Harvesting and Storing Blueberries
- Blueberry bushes will begin to produce fruit between the second and fourth year after planting.
- Blueberries ripen over a period of 6 to 7 weeks. Not all berries in a cluster ripen at the same time.
- Harvest berries that have turned blue and taste sweet. Leave unripe berries for later harvest.
- Ripe berries will fall readily from the plant when gently tickled.
- Underripe berries will not ripen off the plant; leave them to ripen on the plant.
- Ripe berries will hold on the bush for about a week; after that they will deteriorate and drop.
- Berries are very tender and should be handled with care.
- Ripe blueberries are best eaten right away. They will keep in the refrigerator for 1 to 2 weeks.
- Preserve blueberries by freezing, canning, or making jams or jellies.
Also of interest: How to Freeze Blueberries and Other Berries
Blueberry Problems and Control
- Birds can be kept away from blueberries by placing netting over plants bearing fruit. Nets will also frustrate small squirrels and rodents.
- Blueberry maggots will tunnel into ripening berries. Set stick red ball apple maggot traps in each bush before the berries start to turn blue.
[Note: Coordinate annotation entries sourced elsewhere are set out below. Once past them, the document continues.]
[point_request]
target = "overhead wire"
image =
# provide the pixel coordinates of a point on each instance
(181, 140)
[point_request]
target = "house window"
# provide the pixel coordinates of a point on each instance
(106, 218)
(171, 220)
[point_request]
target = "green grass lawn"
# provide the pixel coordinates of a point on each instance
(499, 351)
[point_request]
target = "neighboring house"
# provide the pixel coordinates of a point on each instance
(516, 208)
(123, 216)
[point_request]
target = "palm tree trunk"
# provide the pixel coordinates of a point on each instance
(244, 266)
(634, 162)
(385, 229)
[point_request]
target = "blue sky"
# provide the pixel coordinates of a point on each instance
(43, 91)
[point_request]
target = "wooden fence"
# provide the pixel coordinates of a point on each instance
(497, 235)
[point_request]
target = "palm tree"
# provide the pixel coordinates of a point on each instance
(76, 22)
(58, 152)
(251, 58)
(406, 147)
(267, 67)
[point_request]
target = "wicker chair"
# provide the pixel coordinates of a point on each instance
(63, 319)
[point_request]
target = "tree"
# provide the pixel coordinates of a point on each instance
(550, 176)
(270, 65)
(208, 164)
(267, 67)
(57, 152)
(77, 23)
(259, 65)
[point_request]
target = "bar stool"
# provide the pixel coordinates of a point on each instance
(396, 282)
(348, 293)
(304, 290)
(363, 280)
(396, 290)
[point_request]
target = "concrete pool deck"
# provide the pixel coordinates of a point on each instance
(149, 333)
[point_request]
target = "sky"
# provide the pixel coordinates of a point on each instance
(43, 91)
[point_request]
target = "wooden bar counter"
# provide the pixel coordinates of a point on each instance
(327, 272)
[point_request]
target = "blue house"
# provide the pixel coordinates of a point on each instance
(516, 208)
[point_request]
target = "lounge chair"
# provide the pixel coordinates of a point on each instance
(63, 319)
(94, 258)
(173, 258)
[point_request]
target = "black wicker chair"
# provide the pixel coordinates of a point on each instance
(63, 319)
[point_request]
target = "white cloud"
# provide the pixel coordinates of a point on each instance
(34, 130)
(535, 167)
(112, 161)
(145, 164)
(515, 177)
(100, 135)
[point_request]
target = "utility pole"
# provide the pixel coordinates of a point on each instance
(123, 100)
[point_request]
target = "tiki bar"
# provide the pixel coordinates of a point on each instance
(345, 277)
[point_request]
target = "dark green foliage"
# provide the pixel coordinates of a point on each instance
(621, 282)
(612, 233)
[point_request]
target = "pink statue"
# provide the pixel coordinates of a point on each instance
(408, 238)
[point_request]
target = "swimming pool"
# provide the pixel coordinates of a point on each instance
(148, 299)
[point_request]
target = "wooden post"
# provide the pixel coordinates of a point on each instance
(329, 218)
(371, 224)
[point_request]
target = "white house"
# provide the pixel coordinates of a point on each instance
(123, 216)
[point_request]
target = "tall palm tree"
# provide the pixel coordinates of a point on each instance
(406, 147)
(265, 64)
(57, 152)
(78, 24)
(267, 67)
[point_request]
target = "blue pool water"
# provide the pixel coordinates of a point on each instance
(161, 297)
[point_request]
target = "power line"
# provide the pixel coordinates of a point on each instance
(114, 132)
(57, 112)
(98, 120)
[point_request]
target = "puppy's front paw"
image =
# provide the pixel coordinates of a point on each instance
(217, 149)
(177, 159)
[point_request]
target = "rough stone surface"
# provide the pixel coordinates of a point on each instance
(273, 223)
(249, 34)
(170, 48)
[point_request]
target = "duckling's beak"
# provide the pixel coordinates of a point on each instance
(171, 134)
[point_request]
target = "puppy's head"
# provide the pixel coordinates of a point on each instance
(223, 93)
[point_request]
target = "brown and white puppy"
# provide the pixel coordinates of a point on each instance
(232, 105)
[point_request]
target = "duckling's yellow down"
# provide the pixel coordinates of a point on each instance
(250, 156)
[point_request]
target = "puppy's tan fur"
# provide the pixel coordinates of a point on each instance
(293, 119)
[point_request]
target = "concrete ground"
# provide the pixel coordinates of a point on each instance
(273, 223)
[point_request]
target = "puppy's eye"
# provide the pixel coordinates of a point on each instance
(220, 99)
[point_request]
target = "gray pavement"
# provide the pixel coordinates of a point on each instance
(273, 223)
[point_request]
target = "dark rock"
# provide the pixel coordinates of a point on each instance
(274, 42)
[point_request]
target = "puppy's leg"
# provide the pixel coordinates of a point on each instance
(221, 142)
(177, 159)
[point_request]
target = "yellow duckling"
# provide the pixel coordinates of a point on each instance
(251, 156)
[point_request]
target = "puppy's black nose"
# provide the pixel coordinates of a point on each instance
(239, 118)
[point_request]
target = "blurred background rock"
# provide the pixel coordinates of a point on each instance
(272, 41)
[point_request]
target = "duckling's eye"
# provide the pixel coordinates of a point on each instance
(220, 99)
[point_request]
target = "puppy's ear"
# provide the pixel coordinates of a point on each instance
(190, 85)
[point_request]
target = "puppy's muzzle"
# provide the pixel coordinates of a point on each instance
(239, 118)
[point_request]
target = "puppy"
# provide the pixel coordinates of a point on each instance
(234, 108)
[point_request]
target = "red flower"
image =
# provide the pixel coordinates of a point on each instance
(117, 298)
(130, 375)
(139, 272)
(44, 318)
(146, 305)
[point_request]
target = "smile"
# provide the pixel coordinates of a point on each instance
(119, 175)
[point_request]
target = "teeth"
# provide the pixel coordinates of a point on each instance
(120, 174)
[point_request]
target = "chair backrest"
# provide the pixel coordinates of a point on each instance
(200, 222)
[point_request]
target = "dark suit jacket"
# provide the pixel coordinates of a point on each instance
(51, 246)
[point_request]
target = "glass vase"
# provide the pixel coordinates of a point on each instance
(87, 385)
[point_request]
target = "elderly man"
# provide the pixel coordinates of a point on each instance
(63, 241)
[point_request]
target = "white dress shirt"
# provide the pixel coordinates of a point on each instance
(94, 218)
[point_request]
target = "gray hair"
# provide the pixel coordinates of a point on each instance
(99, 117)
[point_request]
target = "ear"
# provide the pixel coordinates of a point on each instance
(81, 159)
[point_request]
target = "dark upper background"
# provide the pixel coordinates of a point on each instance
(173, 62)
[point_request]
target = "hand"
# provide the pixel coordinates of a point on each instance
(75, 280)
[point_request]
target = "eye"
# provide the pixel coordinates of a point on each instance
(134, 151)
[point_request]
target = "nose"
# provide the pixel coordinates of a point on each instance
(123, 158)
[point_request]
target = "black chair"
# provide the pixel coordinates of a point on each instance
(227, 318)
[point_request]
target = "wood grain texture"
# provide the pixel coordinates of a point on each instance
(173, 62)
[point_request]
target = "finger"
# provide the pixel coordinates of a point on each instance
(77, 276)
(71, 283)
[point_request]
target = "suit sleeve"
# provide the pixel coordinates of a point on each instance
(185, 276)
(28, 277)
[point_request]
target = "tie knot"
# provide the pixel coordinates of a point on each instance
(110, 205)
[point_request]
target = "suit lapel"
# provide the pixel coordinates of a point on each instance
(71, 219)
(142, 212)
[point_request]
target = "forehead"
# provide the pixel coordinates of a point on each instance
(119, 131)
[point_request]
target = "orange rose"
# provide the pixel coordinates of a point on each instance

- Stems with cracks or cankers should be cut back to healthy tissue. Plant crack resistant varieties.
- Mummy berry disease will cause berries to turn white, shrivel, and drop. You can prevent this fungal disease by keeping the mulch around the plants fluffed and airy.
Fall and Winter Blueberry Care
- Remove loose mulch in winter.
- Clean up berries on the ground. Rotten or mummified berries on the ground can harbor pests and disease.
- Add a fresh layer of mulch before winter cold sets in.
- Prune plants in winter or early spring just before growth begins.
- Prune highbush blueberries removing wood that is more than four years old, stems that are drooping to the ground, or stem that crowd the center of the plant.
- Prune rabbiteye cultivars similar to highbush varieties, but less severely.
- Prune lowbush varieties by cutting stems to the ground; bushes cut to the ground will not bear fruit the same season. Alternate pruning lowbush varieties so that some plants are producing fruit each year.
- Repel rabbits that will chew on stems in winter; sprinkle bonemeal or blood meal on the plants. Reapply repellant after rain.
- Apply dormant oil in winter if aphids or scale have been a problem in the past.